Day, 71, signed an agreement on April 30, 2021, to plead guilty and pay restitution, but she died on Aug. 10, 2021, without having been sentenced.

An investigative audit of the Town of Bennington, a Bryan County town of approximately 375 residents, found that court fund revenue was not deposited daily, and receipts were not issued for most citation payments. Over a three-month period, at least $5,180 in court fund revenue “could not be traced to bank deposits,” state auditors reported.

Similarly, utility payments were not deposited daily, as mandated by state law. During a three-month period in 2016, a little over $720 in utility payments were not deposited, auditors learned.

In addition, the clerk-treasurer made 33 unauthorized expenditures totaling $1,619 from the town’s court fund by using an unapproved bank debit card during an 80-day period in 2017. Purchases were made with the card at Lowe’s, Walmart, Dollar General, several convenience stores, Arby’s, McDonald’s, an auto parts store and other businesses.

After Bennington’s board of trustees “became aware that the debit card was being used” they canceled it, auditors wrote.

In yet another blunder, the Town of Bennington and its Public Works Authority failed to report and remit payroll taxes, which resulted in at least $118,000 in unpaid taxes, penalties, fines and interest. As of January 2022, the town and the PWA still owed more than $101,000 of that debt.

A state audit of the Town of Lone Wolf revealed that $22,743 in town funds were spent from January 2012 through December 2017 with a town debit card, “with no evidence that the transactions were ever presented to or approved by” the Public Works Authority or the Board of Trustees.

Those included purchases at International House of Pancakes, Sonic, McDonald’s and Arby’s, as well as expenditures at CJ’s Corner, Walmart, Staples, Dollar Tree, PayPal and Cellular Outfit.

The former office manager in Lone Wolf’s Town Hall told auditors she kept the card in her desk drawer “and there was no log used to track the control of the card or the purchases made.”

In the absence of a log, receipts or purchase orders “it could not be determined who was responsible for these questionable expenditures,” State Auditor Cindy Byrd lamented.

The Town of Lone Wolf provides water, sewer and trash collection services to approximately 175 customers, auditors reported. 

During a three-year period, $159,661.62 in cash payments were posted to customer accounts in the Kiowa County town’s utility billing system but $157,629.92 in cash was deposited in the town’s PWA bank account – leaving $2,031.70 unaccounted for.
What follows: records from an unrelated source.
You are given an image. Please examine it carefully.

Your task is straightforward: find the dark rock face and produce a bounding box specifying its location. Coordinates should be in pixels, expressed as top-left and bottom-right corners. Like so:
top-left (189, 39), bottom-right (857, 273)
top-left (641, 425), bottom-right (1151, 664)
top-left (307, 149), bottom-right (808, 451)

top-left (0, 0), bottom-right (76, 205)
Because of the town’s lack of properly receipting and recording utility payments, “it could not be verified that these funds were ever deposited,” auditors reported.

Since utility billing records and reports were not properly maintained, “it was not possible to account for all utility revenue,” State Auditor Byrd wrote.

Several customer “histories” in the utility billing system “appeared to have been altered or were missing information,” with “substantial time gaps” between billings and postings. In one case a customer’s payment was not logged for four months, and the gap in another customer’s account was seven months, records show.

The Jack Brown utility software that Lone Wolf uses for its PWA billings allows users to “delete, manipulate, and otherwise modify customer data used in the utility-billing process,” Byrd said.

Lone Wolf town records were “disorganized, incomplete, and sometimes missing,” Byrd wrote.

Neither the former office manager, Margrett Mae Horton, nor the former town clerk/treasurer, Bonnie Charlene Keesee, “deposited money daily as required” by law. Keesee relied on Horton to make the deposits, and Horton “received, recorded, and deposited utility payments only two to six times per month,” the State Auditor reported.

Because of sloppy bookkeeping, the lack of daily deposits “resulted in bank overdraft fees totaling $7,247 and created an overall lack of accountability for utility revenue.” Ultimately that cost was reduced to $3,972 because in 2017 the town requested and received from BancFirst a refund of $3,275 in overdraft fees.

Keesee and Horton both have been charged in Kiowa County District Court with embezzlement.